Scaling a Monolith to 1M LOC: 113 Pragmatic Lessons from Tech Lead to CTO

29 points by semicolonandsons


byroot

Kill Worker Processes Regularly as Insurance Against Memory Leaks.

This one IMO is wrong. As in having resilience to leaks is indeed very important, but restarting processes at regular interval only hides the problem until it become so dire that you need to restart even more often.

The better solution is to restart once a fixed memory threshold has been reached, this way you can instrument how often processes need to restart and know that a leak or bloat has been introduced.

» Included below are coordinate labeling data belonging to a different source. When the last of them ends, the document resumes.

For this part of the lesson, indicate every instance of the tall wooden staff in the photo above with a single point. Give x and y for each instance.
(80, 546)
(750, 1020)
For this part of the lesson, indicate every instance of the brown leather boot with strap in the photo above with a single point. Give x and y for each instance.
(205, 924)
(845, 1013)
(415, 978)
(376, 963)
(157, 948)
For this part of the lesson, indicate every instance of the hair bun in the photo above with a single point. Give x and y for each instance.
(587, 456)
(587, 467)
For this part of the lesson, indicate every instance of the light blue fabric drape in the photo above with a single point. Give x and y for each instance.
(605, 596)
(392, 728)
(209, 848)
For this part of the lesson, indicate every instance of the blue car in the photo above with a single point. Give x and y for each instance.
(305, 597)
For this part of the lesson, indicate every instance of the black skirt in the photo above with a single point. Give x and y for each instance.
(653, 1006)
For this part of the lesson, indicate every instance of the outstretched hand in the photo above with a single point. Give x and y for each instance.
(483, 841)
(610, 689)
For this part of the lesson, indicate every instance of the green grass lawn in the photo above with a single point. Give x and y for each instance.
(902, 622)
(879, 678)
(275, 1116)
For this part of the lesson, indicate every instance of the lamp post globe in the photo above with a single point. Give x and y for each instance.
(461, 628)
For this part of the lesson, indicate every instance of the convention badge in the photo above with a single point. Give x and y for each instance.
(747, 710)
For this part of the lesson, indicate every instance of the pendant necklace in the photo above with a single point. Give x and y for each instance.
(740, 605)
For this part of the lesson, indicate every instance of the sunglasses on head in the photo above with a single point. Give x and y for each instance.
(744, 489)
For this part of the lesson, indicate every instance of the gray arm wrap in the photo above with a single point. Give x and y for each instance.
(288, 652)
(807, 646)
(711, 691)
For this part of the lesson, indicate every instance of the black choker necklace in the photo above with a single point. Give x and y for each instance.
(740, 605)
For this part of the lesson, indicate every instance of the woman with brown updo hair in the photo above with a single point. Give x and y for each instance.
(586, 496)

Self plug on that exact subject: https://byroot.github.io/ruby/performance/2025/02/09/guard-rails-are-not-code-smells.html

lpil

Lots of good and sensible advice here!

I think the title might be suggest the wrong audience, folks who are expecting to run a 50k loc service for the first time would benefit from reading this. Don't need to be aiming to run such a large application to benefit.

coxley

Some minor, unsolicited nits:

Reasonable advice though. The "100 lessons" format isn't usually as on the nose. Any single lesson here would resonate with a senior engineer, but I'd be challenged to make such a comprehensive list if asked; well done. :)

Random commentary while reading below


Page Counts Are a Major (but Surprising) Source of DB Performance Issues at Scale

Surprised to not see probabilistic data structures like HLL mentioned here — but perhaps that's what is meant by "for very large tables, we use an estimated count paginator".

Delete Useless Data

I wish this was easier, sometimes. I've been places with either contracts that prevented us from deleting expensive data or sales teams wanting us to hold churned client data for longer (at their approval) in hopes of winning them back.

Prevent Long PRs

I'm looking forward to stacked PRs in Github soon. This is a skill that's atrophied for me since leaving BigCo.

Observability CLI Tooling Is Your Number One Force Multiplier for AI

I wish I had leaned into using LLMs for investigations sooner, because my mind has been blown by this very thing. They're surprisingly (or maybe not) good at looking for trends of telemetry data.